La pelle comme unité de mesure
La pelle est moins précise que le seau. Si vous l’utilisez, comptez qu’une pelle de maçon représente environ 10 kg de matière. Le risque : deux personnes ne chargent jamais la même quantité. Désignez une seule personne au dosage et maintenez un geste constant.

Classe d’exposition et gel : quand 350 kg ne suffit plus
Le dosage à 350 kg/m3 convient aux ouvrages courants, mais il a ses limites. Si votre dalle est extérieure et exposée au gel, la quantité de ciment n’est qu’un paramètre parmi d’autres.
La norme NF EN 206+A2/CN distingue plusieurs classes d’exposition. Une dalle soumise au gel avec humidité modérée relève de la classe XF1. Dès qu’il y a contact avec des sels de déverglaçage (allée donnant sur une route traitée en hiver, par exemple), on passe en classe XF2, avec des exigences plus strictes sur la porosité du béton et parfois sur le dosage minimal en ciment.
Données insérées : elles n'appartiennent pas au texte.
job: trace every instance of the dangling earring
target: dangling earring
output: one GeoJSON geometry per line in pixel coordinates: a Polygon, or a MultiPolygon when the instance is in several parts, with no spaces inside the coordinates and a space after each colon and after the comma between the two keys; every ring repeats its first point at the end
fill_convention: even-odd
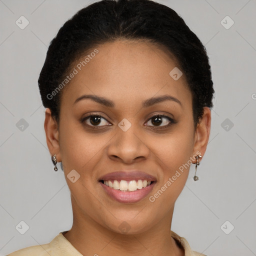
{"type": "Polygon", "coordinates": [[[56,154],[54,154],[52,156],[52,164],[55,166],[55,167],[54,168],[54,170],[56,172],[58,170],[58,168],[57,168],[57,166],[56,166],[56,164],[57,164],[57,160],[56,159],[56,154]]]}
{"type": "Polygon", "coordinates": [[[199,158],[202,158],[202,156],[200,154],[196,156],[196,162],[194,163],[196,164],[195,168],[196,168],[196,172],[194,174],[194,180],[196,182],[196,180],[199,180],[199,178],[198,176],[196,176],[196,170],[198,169],[198,166],[199,166],[200,164],[200,163],[199,162],[199,158]]]}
Dans ces cas, le rapport eau/ciment doit souvent descendre en dessous de 0,5. L’ajout d’un entraîneur d’air peut aussi être requis pour créer de micro-bulles qui absorbent la pression du gel. Ce type d’adjuvant ne s’improvise pas : suivez les indications du fabricant ou faites appel à un professionnel pour les dalles extérieures en zone de gel sévère.
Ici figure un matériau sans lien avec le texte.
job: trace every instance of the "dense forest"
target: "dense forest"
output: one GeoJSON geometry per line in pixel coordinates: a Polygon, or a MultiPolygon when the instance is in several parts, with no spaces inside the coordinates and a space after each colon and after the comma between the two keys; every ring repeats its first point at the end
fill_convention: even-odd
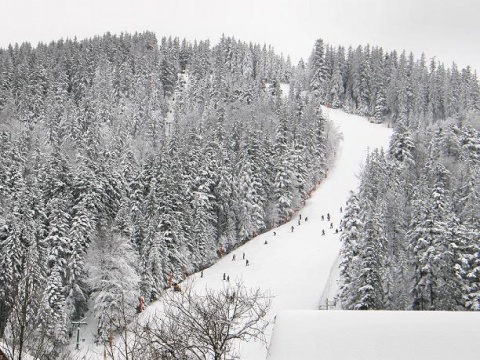
{"type": "Polygon", "coordinates": [[[360,187],[347,202],[342,307],[480,310],[476,73],[455,64],[444,69],[433,60],[427,69],[423,57],[407,60],[404,54],[398,62],[385,57],[378,68],[377,52],[365,66],[369,71],[398,65],[378,77],[390,79],[379,80],[386,87],[372,93],[366,81],[373,86],[365,92],[369,97],[352,102],[347,95],[344,106],[375,119],[386,115],[394,134],[389,149],[370,153],[360,187]]]}
{"type": "Polygon", "coordinates": [[[0,51],[0,330],[58,356],[288,220],[337,136],[288,59],[152,33],[0,51]],[[43,324],[39,327],[38,324],[43,324]]]}
{"type": "Polygon", "coordinates": [[[397,124],[344,218],[342,306],[480,310],[478,121],[397,124]]]}
{"type": "Polygon", "coordinates": [[[290,219],[341,136],[321,104],[396,127],[345,214],[345,307],[419,307],[421,284],[425,307],[478,307],[470,68],[322,40],[292,66],[230,37],[106,34],[0,49],[0,337],[55,358],[93,309],[104,341],[139,296],[290,219]],[[438,295],[435,266],[461,294],[438,295]]]}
Ordre de gâchage : la séquence qui change la consistance
Verser tous les ingrédients en même temps dans la bétonnière produit des grumeaux de ciment et un mélange hétérogène. Voici la séquence qui donne les meilleurs résultats :
- Versez environ un tiers de l’eau dans la cuve en rotation
- Ajoutez la moitié du mélange sable-gravier, puis le ciment
- Incorporez le reste du mélange sable-gravier
- Complétez avec l’eau restante, par petites quantités, jusqu’à obtenir une consistance plastique
Laissez malaxer deux à trois minutes après le dernier ajout d’eau. Le béton doit tenir sur une pelle inclinée sans couler. S’il s’affaisse mollement, vous avez trop d’eau. S’il se détache en blocs, il en manque.
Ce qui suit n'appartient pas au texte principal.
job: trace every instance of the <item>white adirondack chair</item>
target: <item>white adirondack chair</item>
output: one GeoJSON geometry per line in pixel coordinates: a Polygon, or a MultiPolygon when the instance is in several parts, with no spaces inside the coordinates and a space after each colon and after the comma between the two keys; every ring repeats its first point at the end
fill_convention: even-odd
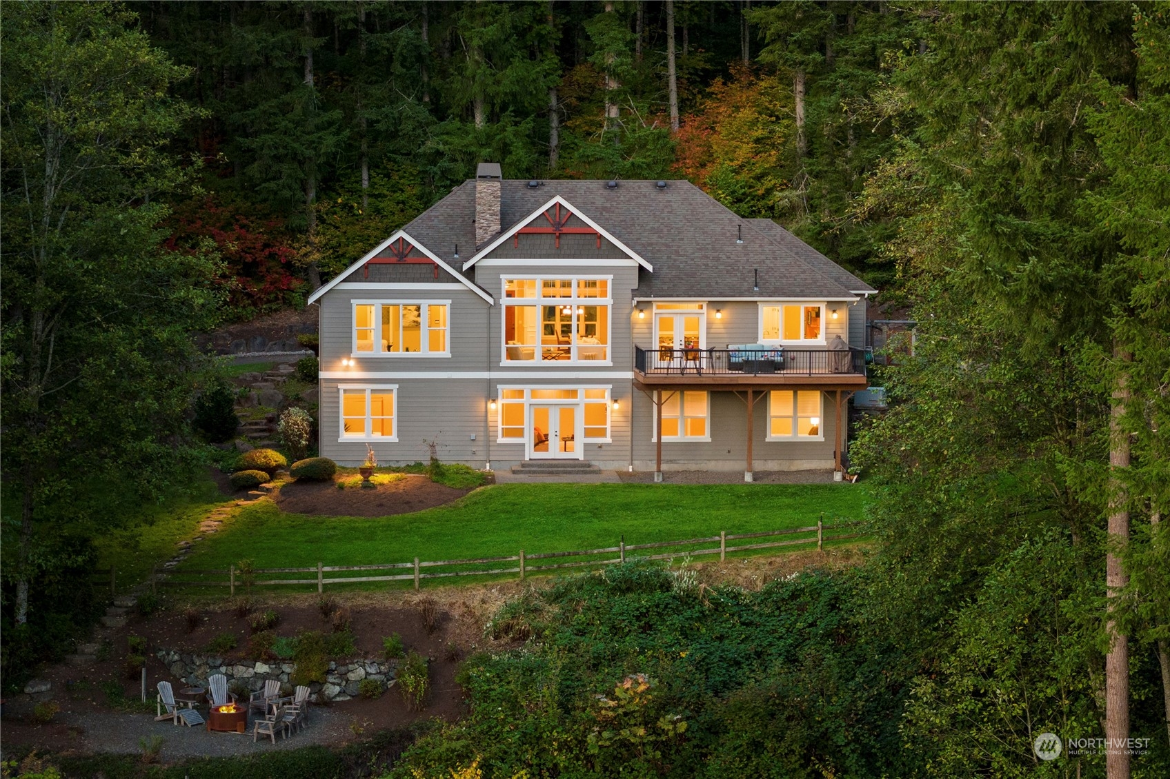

Un béton bien dosé à 350 kg avec un mélange sable-gravier correctement proportionné ne demande pas de matériel sophistiqué. La rigueur du dosage au seau, le contrôle de l’eau et le respect de l’ordre de gâchage suffisent à obtenir un résultat solide et durable, y compris sur un chantier de particulier.